Lodi is in a unique position to be a leader in viticulture research for California and the rest of the world. We have the infrastructure of the Lodi Winegrape Commission, where research is a core part of our purpose. We have a network of over 1,000 winegrowers and industry members. We have 90-100,000 acres of grapevines and over 120 different grape varieties and counting. Our farmers are eager to learn by doing and are willing to openly share what they learn with the rest of our community.

Our robust educational outreach program overseen by the Research, Education and Communication Committee includes weekly blog articles, frequent in-person grower meetings, newsletters, and an open-door policy where growers can stay informed through conversations. We act as a skilled liaison, connecting growers, scientists, and industry. We take pride in creating outreach that is based in sound science, practical, and in grower language.



To keep up with our many collaborations and to conduct more on-farm, practical vineyard research in Lodi, the Commission created a new position: a Viticulture Research Specialist. We are very pleased to announce that Will Kerner, MS, started in this exciting new role on September 12, 2022. Will is responsible for conducting and analyzing on-farm viticulture research trials within the Lodi region. He will work closely with myself (Grower Research & Education Director), Committees, growers, industry, and scientists to design cohesive, replicated trials across our region on topics of interest for Lodi winegrowers, including rootstocks. All research will be designed to lead to meaningful and practical results which can be broadly disseminated through the Commission’s robust outreach activities.

Will comes to Lodi after driving a tractor on a family vineyard in Marlborough, working as a Research Program Manager for New Zealand winegrowers at the Bragato Research Institute, and serving as a Technical Solutions Manager at the Linneaus Laboratory and Riversun Nursery. He has a bachelor’s degree in Philosophy from the University of Colorado and a master’s degree in Wine Science from the University of Auckland. Please join us in welcoming Will!

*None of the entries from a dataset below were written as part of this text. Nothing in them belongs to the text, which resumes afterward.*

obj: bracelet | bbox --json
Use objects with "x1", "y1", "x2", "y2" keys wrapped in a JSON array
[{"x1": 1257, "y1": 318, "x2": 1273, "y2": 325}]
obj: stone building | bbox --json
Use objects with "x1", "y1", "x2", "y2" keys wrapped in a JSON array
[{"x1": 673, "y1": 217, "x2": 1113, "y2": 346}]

His email is if you want to send him a note.

Will Kerner, MS, the Lodi Winegrape Commission’s new Viticulture Research Specialist.

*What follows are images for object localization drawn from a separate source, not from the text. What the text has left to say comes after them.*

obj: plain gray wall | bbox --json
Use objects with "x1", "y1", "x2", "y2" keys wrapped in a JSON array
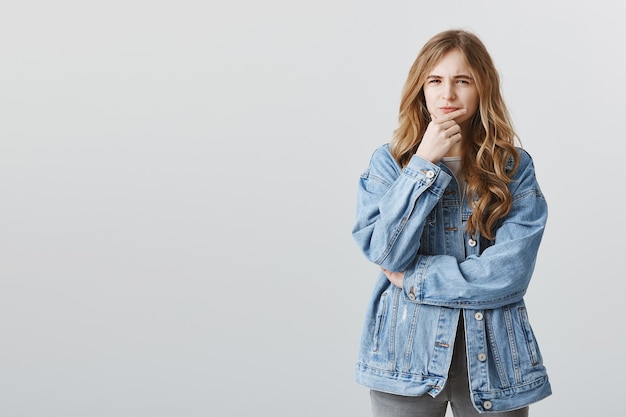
[{"x1": 1, "y1": 1, "x2": 624, "y2": 416}]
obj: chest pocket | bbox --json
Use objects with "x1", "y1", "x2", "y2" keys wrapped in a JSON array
[{"x1": 420, "y1": 186, "x2": 466, "y2": 256}]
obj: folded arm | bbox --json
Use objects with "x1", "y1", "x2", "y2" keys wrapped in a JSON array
[
  {"x1": 352, "y1": 145, "x2": 451, "y2": 272},
  {"x1": 402, "y1": 155, "x2": 548, "y2": 309}
]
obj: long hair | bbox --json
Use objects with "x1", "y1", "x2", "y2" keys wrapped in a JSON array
[{"x1": 390, "y1": 29, "x2": 519, "y2": 240}]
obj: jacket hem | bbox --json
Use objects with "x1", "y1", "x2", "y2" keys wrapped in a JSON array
[
  {"x1": 355, "y1": 363, "x2": 552, "y2": 412},
  {"x1": 355, "y1": 362, "x2": 444, "y2": 397}
]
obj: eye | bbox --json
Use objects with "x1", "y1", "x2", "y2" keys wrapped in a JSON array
[{"x1": 427, "y1": 79, "x2": 441, "y2": 84}]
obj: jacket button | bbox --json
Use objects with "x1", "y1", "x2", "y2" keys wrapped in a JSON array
[
  {"x1": 408, "y1": 292, "x2": 416, "y2": 301},
  {"x1": 426, "y1": 170, "x2": 435, "y2": 178},
  {"x1": 468, "y1": 238, "x2": 477, "y2": 247},
  {"x1": 474, "y1": 312, "x2": 483, "y2": 321},
  {"x1": 483, "y1": 401, "x2": 492, "y2": 410},
  {"x1": 477, "y1": 353, "x2": 487, "y2": 362}
]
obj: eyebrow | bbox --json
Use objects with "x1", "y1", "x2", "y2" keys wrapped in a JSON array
[{"x1": 427, "y1": 74, "x2": 474, "y2": 80}]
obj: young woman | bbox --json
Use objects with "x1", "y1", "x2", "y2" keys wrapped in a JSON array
[{"x1": 352, "y1": 30, "x2": 552, "y2": 416}]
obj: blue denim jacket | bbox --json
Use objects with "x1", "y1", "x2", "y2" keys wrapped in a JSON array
[{"x1": 352, "y1": 144, "x2": 551, "y2": 413}]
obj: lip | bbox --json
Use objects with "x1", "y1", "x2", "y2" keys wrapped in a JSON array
[{"x1": 440, "y1": 107, "x2": 460, "y2": 114}]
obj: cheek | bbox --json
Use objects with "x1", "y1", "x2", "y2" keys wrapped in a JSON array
[
  {"x1": 463, "y1": 95, "x2": 479, "y2": 117},
  {"x1": 423, "y1": 91, "x2": 437, "y2": 113},
  {"x1": 467, "y1": 103, "x2": 479, "y2": 118}
]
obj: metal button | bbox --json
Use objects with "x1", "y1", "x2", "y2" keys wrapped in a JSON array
[
  {"x1": 408, "y1": 292, "x2": 416, "y2": 301},
  {"x1": 477, "y1": 353, "x2": 487, "y2": 362},
  {"x1": 425, "y1": 170, "x2": 435, "y2": 178},
  {"x1": 468, "y1": 238, "x2": 477, "y2": 247},
  {"x1": 483, "y1": 401, "x2": 492, "y2": 410},
  {"x1": 474, "y1": 312, "x2": 483, "y2": 321}
]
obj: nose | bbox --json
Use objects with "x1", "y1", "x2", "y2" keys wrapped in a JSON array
[{"x1": 442, "y1": 83, "x2": 456, "y2": 101}]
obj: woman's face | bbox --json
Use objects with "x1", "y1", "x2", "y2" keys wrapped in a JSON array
[{"x1": 423, "y1": 49, "x2": 479, "y2": 128}]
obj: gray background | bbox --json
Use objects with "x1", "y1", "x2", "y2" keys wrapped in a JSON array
[{"x1": 1, "y1": 1, "x2": 624, "y2": 416}]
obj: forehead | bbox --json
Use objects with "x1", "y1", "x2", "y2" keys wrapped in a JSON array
[{"x1": 428, "y1": 49, "x2": 471, "y2": 75}]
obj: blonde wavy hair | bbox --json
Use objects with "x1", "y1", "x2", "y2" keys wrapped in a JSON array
[{"x1": 390, "y1": 29, "x2": 519, "y2": 240}]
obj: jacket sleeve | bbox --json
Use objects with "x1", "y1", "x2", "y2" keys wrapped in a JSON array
[
  {"x1": 402, "y1": 151, "x2": 548, "y2": 310},
  {"x1": 351, "y1": 145, "x2": 451, "y2": 272}
]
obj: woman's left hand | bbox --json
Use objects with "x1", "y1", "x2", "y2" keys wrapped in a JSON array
[{"x1": 381, "y1": 268, "x2": 405, "y2": 288}]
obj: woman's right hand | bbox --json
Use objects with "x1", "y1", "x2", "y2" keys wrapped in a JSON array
[{"x1": 415, "y1": 108, "x2": 466, "y2": 163}]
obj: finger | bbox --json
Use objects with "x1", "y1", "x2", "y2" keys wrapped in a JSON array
[
  {"x1": 441, "y1": 108, "x2": 467, "y2": 121},
  {"x1": 439, "y1": 119, "x2": 458, "y2": 129},
  {"x1": 447, "y1": 124, "x2": 461, "y2": 135}
]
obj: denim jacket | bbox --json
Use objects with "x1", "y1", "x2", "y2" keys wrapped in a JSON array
[{"x1": 352, "y1": 144, "x2": 551, "y2": 413}]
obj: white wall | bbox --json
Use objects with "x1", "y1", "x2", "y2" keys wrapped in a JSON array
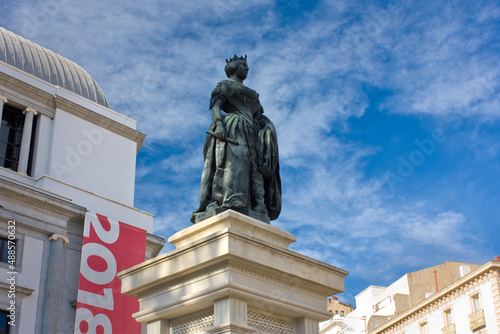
[
  {"x1": 49, "y1": 109, "x2": 137, "y2": 206},
  {"x1": 354, "y1": 286, "x2": 386, "y2": 319}
]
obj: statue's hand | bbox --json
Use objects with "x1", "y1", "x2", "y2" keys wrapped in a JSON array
[{"x1": 214, "y1": 123, "x2": 227, "y2": 141}]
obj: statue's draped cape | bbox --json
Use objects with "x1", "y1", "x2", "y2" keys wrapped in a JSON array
[{"x1": 191, "y1": 80, "x2": 281, "y2": 223}]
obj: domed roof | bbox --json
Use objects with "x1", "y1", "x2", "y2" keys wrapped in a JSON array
[{"x1": 0, "y1": 27, "x2": 109, "y2": 108}]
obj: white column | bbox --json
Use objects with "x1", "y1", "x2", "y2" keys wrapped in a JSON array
[
  {"x1": 147, "y1": 319, "x2": 169, "y2": 334},
  {"x1": 0, "y1": 96, "x2": 7, "y2": 123},
  {"x1": 17, "y1": 107, "x2": 37, "y2": 174},
  {"x1": 41, "y1": 233, "x2": 69, "y2": 334},
  {"x1": 30, "y1": 113, "x2": 52, "y2": 178},
  {"x1": 296, "y1": 317, "x2": 320, "y2": 334},
  {"x1": 207, "y1": 297, "x2": 255, "y2": 334}
]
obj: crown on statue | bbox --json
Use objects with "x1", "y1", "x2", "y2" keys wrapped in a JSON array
[{"x1": 226, "y1": 54, "x2": 247, "y2": 64}]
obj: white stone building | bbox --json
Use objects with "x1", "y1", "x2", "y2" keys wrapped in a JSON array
[
  {"x1": 369, "y1": 260, "x2": 500, "y2": 334},
  {"x1": 0, "y1": 26, "x2": 164, "y2": 334},
  {"x1": 320, "y1": 260, "x2": 500, "y2": 334}
]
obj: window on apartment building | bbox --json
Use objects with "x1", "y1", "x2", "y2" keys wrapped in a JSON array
[
  {"x1": 0, "y1": 310, "x2": 10, "y2": 334},
  {"x1": 443, "y1": 308, "x2": 453, "y2": 326},
  {"x1": 0, "y1": 236, "x2": 15, "y2": 264},
  {"x1": 419, "y1": 321, "x2": 429, "y2": 334},
  {"x1": 471, "y1": 293, "x2": 482, "y2": 312},
  {"x1": 0, "y1": 104, "x2": 36, "y2": 175}
]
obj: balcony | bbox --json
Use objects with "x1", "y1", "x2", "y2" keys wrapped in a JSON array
[
  {"x1": 469, "y1": 309, "x2": 486, "y2": 331},
  {"x1": 441, "y1": 323, "x2": 456, "y2": 334}
]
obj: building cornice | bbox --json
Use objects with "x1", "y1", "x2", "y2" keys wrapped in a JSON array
[
  {"x1": 53, "y1": 95, "x2": 145, "y2": 153},
  {"x1": 0, "y1": 65, "x2": 145, "y2": 153},
  {"x1": 0, "y1": 281, "x2": 34, "y2": 296},
  {"x1": 0, "y1": 173, "x2": 87, "y2": 235}
]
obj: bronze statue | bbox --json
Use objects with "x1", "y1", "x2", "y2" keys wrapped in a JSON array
[{"x1": 191, "y1": 55, "x2": 281, "y2": 224}]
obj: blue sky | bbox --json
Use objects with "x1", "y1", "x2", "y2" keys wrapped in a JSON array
[{"x1": 2, "y1": 0, "x2": 499, "y2": 305}]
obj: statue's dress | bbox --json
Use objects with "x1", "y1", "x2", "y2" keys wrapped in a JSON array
[{"x1": 191, "y1": 80, "x2": 281, "y2": 223}]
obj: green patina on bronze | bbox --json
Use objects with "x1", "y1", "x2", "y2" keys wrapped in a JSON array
[{"x1": 191, "y1": 55, "x2": 281, "y2": 224}]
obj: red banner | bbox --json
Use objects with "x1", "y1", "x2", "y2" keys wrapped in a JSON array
[{"x1": 75, "y1": 212, "x2": 146, "y2": 334}]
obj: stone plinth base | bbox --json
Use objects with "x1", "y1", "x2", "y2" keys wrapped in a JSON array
[{"x1": 119, "y1": 210, "x2": 348, "y2": 334}]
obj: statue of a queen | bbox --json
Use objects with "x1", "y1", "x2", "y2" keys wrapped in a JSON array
[{"x1": 191, "y1": 55, "x2": 281, "y2": 224}]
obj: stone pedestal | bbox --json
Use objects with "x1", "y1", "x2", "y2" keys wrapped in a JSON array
[{"x1": 119, "y1": 210, "x2": 348, "y2": 334}]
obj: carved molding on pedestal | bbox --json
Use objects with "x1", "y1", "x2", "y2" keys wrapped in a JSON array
[
  {"x1": 137, "y1": 259, "x2": 332, "y2": 302},
  {"x1": 137, "y1": 261, "x2": 229, "y2": 299}
]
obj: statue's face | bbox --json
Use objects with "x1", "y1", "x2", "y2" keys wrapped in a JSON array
[{"x1": 235, "y1": 61, "x2": 249, "y2": 81}]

To help you get to know Will a bit better, here are some Q&A’s:

What drew you to this job in Lodi?
I became aware of this job in Lodi because of my background in viticulture/wine research management in New Zealand. When I started looking into mealybug and Leafroll 3 research that was happening around the world and came upon work the Lodi Winegrape Commission was doing, I then reached out to Dr. Stephanie Bolton to learn a bit more. I was impressed by the quality of the research and extension services in this area, especially by the publication What Every Winegrower Should Know: Viruses. When the borders opened in New Zealand and with my family stateside, it was time to come home. This position attracted me by the promise of being able to help create practice change towards future-proofing Lodi viticulture, and I am inspired by old vines, interesting varieties, and the promise of an endless learning journey in the field.

What are you most excited about in this position?

I’m most excited about the opportunity to learn about the history of the region, the history of the cultural practices used in the vineyard and the reasons for them. I am especially eager to help design and execute field-based research informed by these learnings to help growers tackle problems in the short and long term.

How do you like Lodi so far?

I am more than pleasantly surprised by Lodi’s charm and old vine mystique. My wife and I are wine enthusiasts of interesting varietals and Lodi has no shortage of them! There is so much to enjoy here, and I am looking forward to learning more.